Dimanche 24 juin, les électeurs turcs se rendront aux urnes pour élire un nouveau président, dans un scrutin où cinq autres candidats seront en compétition avec le sortant et favori de la course Recep Tayyip Erdogan pour un mandat de cinq ans.
Alors que la campagne fait voler les étincelles dans un pays entré dans sa troisième année d'état d'urgence, des remous d'humour politique s'agitent sur fond d'une immense marée de peur pour l'avenir.
Les campagnes électorales ordinaires donnent normalement à voir les promesses et visions de chacun des candidats ou partis. Mais la démocratie turque est aujourd'hui à l'épreuve, et cette élection est tout sauf ordinaire. La Turquie est sous état d'urgence depuis près de 24 mois, à la suite du coup d’État manqué de juillet 2016 attribué par le pouvoir à l'organisation secrète, surnommée l'Etat dans l'Etat, dirigée par l'ennemi-rival du président Erdogan, Fethullah Gülen.

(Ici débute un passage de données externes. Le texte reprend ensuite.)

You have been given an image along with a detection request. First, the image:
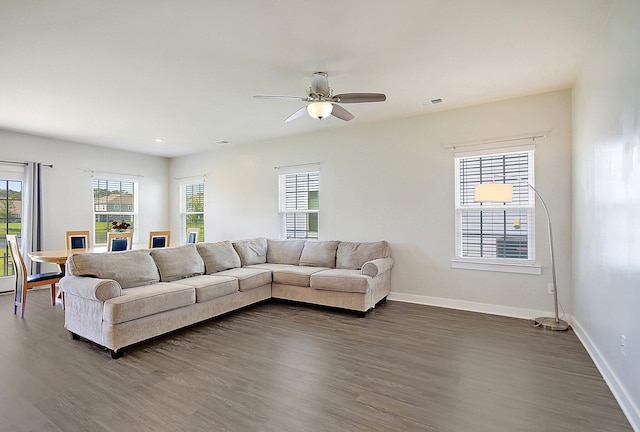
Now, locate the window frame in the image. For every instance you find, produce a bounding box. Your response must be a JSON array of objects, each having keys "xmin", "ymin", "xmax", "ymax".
[
  {"xmin": 0, "ymin": 166, "xmax": 24, "ymax": 278},
  {"xmin": 91, "ymin": 175, "xmax": 140, "ymax": 245},
  {"xmin": 278, "ymin": 167, "xmax": 320, "ymax": 240},
  {"xmin": 180, "ymin": 179, "xmax": 206, "ymax": 243},
  {"xmin": 451, "ymin": 145, "xmax": 541, "ymax": 274}
]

Le président Erdogan, candidat du parti Justice et développement (AKP) au pouvoir, gouverne depuis 2002. Il a été premier ministre pendant plus d'une décennie avant de devenir en 2014 le premier président élu. Les deux années qui ont suivi la tentative ratée de coup d’État de juillet 2016 ont été caractérisées par la répression contre l'opposition politique, la liberté de la presse et même les textes postés sur les médias sociaux. La fonction publique a été purgée des opposants supposés, de même que l'armée, la justice et l'université. Wikipédia, la plus grande encyclopédie collaborative en ligne du monde, est actuellement rendue inaccessible à l'intérieur du pays.
Dans un tel contexte, il n'est probablement pas étonnant que les compétiteurs d'Erdogan à la présidence aient des difficultés à se faire entendre des près de 60 millions d'électeurs, dont 1,5 million de nouveaux votants venant d'atteindre 18 ans. Erdogan, quant à lui, nie que la généreuse couverture que sa campagne reçoit de la radio-télévision nationale et d'autres mass-médias gouvernementaux sous l'état d'urgence actuel constitue un avantage.
“Donnez-moi un seul exemple. Quelle campagne l'état d'urgence a-t-il bloquée, et où ?” a-t-il demandé cette semaine, lors d'un discours dans sa ville natale de Güneysu à Rize sur les rives de la mer Noire dans le nord de la Turquie. Il a aussi fait allusion, pendant la même apparition, à une possible levée de l'état d'urgence après les élections.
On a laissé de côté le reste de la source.